A decision by the case organisation to prepare an integrated report gives rise to different forms of resistance which limits the change potential of the integrated reporting initiative. Resistance does not, however, preclude reform. Even when individual preparers are critical of the changes to the corporate reporting environment, accounting for financial and non-financial information expands the scope of the conventional accounting system which facilitates broader management control and promotes a more integrated conception of “value”.
Integrated reporting should not be dismissed as only an exercise in corporate reporting and disclosure; it has a transformative potential which, given time, can enable new ways of managing business processes and articulating value creation.

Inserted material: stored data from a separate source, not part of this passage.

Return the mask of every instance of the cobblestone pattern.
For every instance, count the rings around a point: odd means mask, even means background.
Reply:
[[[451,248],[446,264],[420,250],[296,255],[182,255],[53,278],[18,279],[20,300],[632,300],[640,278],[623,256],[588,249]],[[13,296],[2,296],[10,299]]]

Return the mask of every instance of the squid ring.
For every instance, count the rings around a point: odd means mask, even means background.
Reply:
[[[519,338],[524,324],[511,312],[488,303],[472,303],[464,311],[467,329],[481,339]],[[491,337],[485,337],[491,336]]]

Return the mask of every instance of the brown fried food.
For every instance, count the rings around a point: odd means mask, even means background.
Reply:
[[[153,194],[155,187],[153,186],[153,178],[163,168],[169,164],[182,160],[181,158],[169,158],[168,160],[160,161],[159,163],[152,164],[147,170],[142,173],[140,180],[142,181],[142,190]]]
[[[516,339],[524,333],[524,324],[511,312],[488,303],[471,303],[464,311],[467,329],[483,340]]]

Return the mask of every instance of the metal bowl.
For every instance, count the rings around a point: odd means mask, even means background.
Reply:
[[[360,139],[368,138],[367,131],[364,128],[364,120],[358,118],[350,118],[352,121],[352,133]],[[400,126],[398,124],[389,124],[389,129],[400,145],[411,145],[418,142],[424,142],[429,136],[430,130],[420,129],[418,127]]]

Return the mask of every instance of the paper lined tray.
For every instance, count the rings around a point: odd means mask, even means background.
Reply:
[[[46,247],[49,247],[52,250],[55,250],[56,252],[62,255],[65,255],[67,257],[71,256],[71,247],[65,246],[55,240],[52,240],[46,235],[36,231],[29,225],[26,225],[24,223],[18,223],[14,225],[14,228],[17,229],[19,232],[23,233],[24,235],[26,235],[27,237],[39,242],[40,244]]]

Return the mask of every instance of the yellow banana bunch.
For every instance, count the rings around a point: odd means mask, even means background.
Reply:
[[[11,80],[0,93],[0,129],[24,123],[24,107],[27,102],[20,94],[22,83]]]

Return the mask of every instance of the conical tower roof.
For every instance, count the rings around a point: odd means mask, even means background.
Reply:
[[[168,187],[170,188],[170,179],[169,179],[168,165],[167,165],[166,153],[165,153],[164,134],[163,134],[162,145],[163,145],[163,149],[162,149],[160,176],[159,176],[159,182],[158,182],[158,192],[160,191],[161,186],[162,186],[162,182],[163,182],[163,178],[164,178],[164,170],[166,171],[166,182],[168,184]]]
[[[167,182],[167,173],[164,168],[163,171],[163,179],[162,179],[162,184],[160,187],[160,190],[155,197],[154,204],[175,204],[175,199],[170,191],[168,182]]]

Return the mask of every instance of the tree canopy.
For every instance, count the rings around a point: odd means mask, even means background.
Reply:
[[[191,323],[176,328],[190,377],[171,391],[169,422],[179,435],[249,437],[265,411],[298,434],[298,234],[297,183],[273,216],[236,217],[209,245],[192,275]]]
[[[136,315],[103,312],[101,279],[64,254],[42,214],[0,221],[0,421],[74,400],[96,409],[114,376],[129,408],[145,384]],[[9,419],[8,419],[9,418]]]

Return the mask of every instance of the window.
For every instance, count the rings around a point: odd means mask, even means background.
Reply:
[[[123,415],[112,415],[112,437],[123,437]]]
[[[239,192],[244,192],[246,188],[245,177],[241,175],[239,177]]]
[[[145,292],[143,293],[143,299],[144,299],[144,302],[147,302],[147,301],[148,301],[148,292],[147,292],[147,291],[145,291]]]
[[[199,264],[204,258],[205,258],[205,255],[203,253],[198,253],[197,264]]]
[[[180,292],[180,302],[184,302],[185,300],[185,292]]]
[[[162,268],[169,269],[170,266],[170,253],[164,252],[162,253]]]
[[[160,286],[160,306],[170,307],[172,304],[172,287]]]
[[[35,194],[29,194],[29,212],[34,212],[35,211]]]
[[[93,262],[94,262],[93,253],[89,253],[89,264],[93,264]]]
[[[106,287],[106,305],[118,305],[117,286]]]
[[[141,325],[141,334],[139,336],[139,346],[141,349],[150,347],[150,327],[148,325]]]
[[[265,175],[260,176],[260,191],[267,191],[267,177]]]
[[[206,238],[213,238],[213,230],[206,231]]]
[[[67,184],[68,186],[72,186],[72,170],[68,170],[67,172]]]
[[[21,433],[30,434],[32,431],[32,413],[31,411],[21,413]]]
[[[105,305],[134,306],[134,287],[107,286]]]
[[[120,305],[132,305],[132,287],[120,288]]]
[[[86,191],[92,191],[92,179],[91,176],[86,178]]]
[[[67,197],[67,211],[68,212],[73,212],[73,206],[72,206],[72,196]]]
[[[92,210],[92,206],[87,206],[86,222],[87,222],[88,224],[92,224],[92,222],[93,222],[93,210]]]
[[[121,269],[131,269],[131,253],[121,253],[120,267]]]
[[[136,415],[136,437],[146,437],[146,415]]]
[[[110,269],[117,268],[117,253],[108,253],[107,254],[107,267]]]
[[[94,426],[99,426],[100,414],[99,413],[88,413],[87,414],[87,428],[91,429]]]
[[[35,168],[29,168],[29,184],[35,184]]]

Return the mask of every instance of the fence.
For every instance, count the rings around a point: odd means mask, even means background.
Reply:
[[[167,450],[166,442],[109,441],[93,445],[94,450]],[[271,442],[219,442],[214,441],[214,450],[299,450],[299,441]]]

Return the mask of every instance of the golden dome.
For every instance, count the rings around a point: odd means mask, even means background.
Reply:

This study answers the calls for primary evidence on how the requirement or recommendation to prepare an integrated report is being interpreted and applied by individual preparers. The findings add to the limited body of interpretive research on the change potential of new reporting frameworks. In doing so, the research provides theoretical support for developing arguments which challenge the conventional position that integrated reporting is little more than an exercise in impression management.
The authors would like to thank the members of the CESAR and Meditari Conferences (2016 and 2017) for their comments on early version of this paper. Special thanks also go to Professors Garnett, de Beer, Farneti and Padia. The authors would also like to thank Lelys Maddock for her views. Finally, the researchers acknowledge the British Academy and Newton Foundation for partial funding of this project. This paper forms part of a special section “Case study insights from the implementation of integrated reporting”.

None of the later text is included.